I have been doing a little something called the 5:19 Photo Project for four years now. You can read all about it here, but if you read this story from last year you’ll also see that it has begun to take on it’s own life. The project itself was born because it decided to run it’s own show, but now? God has continued to shape it year by year, and now it is almost completely different than the original– yet also completely back to it.

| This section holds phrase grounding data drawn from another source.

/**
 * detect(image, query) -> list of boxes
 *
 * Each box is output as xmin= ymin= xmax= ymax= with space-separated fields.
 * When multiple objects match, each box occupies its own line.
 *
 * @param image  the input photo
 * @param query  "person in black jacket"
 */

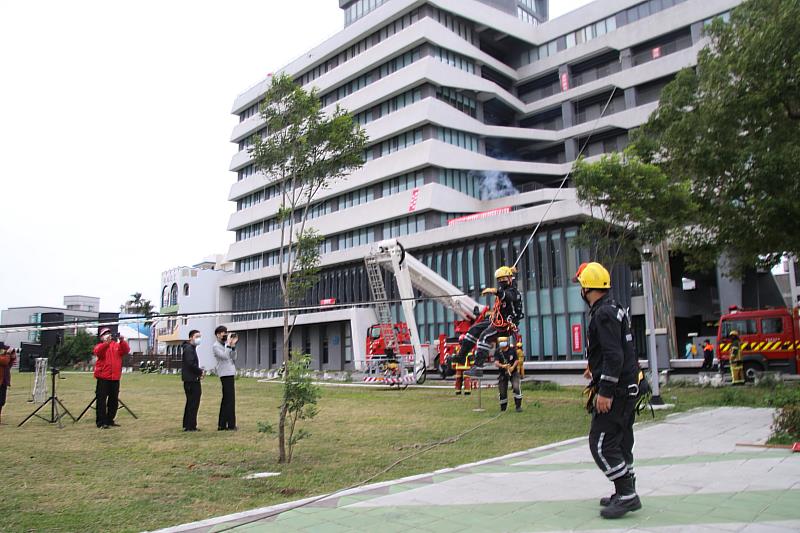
xmin=575 ymin=262 xmax=642 ymax=519
xmin=181 ymin=330 xmax=204 ymax=431
xmin=453 ymin=266 xmax=524 ymax=368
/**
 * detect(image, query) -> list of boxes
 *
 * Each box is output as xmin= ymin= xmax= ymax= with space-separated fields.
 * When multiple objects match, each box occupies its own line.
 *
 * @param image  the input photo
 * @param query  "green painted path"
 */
xmin=156 ymin=408 xmax=800 ymax=533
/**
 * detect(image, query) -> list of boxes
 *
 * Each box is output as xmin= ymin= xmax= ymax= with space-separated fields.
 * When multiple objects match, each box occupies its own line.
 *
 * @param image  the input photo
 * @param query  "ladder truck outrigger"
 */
xmin=362 ymin=239 xmax=496 ymax=388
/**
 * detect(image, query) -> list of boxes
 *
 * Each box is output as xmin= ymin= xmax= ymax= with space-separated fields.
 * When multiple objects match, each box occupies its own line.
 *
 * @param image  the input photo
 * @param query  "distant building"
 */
xmin=1 ymin=295 xmax=103 ymax=351
xmin=156 ymin=255 xmax=233 ymax=370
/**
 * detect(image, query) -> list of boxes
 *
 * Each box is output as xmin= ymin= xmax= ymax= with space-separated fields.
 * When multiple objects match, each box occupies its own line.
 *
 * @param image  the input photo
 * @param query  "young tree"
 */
xmin=250 ymin=73 xmax=367 ymax=463
xmin=632 ymin=0 xmax=800 ymax=275
xmin=257 ymin=354 xmax=320 ymax=463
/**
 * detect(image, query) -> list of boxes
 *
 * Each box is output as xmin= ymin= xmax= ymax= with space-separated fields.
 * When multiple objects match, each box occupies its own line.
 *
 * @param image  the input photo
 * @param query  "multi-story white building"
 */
xmin=157 ymin=255 xmax=233 ymax=370
xmin=221 ymin=0 xmax=745 ymax=371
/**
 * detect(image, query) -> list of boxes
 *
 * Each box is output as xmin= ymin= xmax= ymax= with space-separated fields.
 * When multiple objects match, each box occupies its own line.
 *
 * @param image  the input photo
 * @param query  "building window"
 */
xmin=436 ymin=127 xmax=479 ymax=152
xmin=436 ymin=87 xmax=477 ymax=118
xmin=183 ymin=283 xmax=189 ymax=297
xmin=434 ymin=47 xmax=475 ymax=74
xmin=322 ymin=337 xmax=329 ymax=365
xmin=170 ymin=284 xmax=178 ymax=306
xmin=161 ymin=285 xmax=169 ymax=307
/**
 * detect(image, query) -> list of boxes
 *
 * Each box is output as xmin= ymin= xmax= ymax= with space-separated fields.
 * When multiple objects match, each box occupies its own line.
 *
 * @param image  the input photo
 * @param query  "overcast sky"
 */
xmin=0 ymin=0 xmax=592 ymax=314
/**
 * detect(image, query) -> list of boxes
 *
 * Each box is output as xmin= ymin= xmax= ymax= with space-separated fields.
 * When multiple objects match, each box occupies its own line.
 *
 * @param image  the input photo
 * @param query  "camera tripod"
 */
xmin=75 ymin=394 xmax=138 ymax=423
xmin=18 ymin=368 xmax=76 ymax=428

The project began when I wanted to throw Jesus and I a wedding. Although it was a pretty pointless idea since He’s already got that covered, I’m realizing that the reason I wanted to do it wasn’t wrong. Planning a wedding for me and Jesus? Yes, super weird and misinformed. But. . . wanting to love Jesus like I always thought I would love my husband? That is not weird. In fact, for sixteen year old Tessa, it was incredible. I had spent so many years (and countless hours daily during those years) seeing my husband as the climax of my life. I thought that once I got married to the person that was 100% perfect for me, everything else was just a piece of the happy ending. I thought finding my husband and marrying him was what I was meant to do with my life.
But I was wrong.
My wedding day will not be the day that sadness dies. I will make mistakes, my husband will make mistakes, and we will have to love each other despite those; we’ll go through some pretty hard things, and not just within our relationship. It’s taken me a long time to understand that my husband isn’t a life goal: he’s a person. I know he will be a wonderful, admirable man whose love will outweigh his flaws, and I seriously can’t wait to know him, but he just doesn’t deserve the titles I gave him when I was younger. We will be two people God wants to team up to live life together, and it will be wondrous– but our marriage will not the climax of all I’ve lived through. In fact, it’ll be just a piece of my journey. I didn’t get that when I was fifteen. It never really clicked that God wouldn’t create me so that I could find my value and joy in another person. The truth is–
He created me because He wanted me.
I don’t know what I’m supposed to do with my life, not even after a year in college. To be honest, that has really been hurting me lately, that Jesus would let me live in uncertainty. But. . . He never said my career was my calling. He was a carpenter, but His calling was to save His bride, and He did both by His Father’s guidance. I don’t know what my career will be, but my calling? He just asks me to love Him and love other people.
The 5:19 Photo Project last year became a day of rejoicing– in the life I have and in the love Jesus and I have for each other. Does that sound a little like a wedding celebration? Jesus calls Himself my husband. I used to think that meant He is the one who fulfills me, but although He is, that isn’t because He’s my husband; my earthly husband cannot do that. Jesus is my husband– the person I’ve become one with. The person I share unconditional love and commitment with, who walks through life with me. And that is reason to rejoice.
All of that was a long-winded way of saying that the 5:19 Photo Project is no longer about waiting for my husband. It’s about love, joy, and purity that can only be found when Jesus is the one I’ve devoted myself to. If you want to do it next year, that old post will still help you figure it out, but throw the rules away; I wore jeans this time. Just have joy in the love you share with Him and try to express it in snapshots. Purity comes from love, I’m learning.
I also hope that if you see your own heart in something I’ve said, you’ll start to look at yourself and see someone who has been called to the highest possible love; to do extraordinary things today, because Jesus is yours today. You have such a deep purpose that spans your entire lifetime, and I never want to you stop dreaming terrifyingly big dreams, acting in insanely brave faith, and loving in absolute pure passion.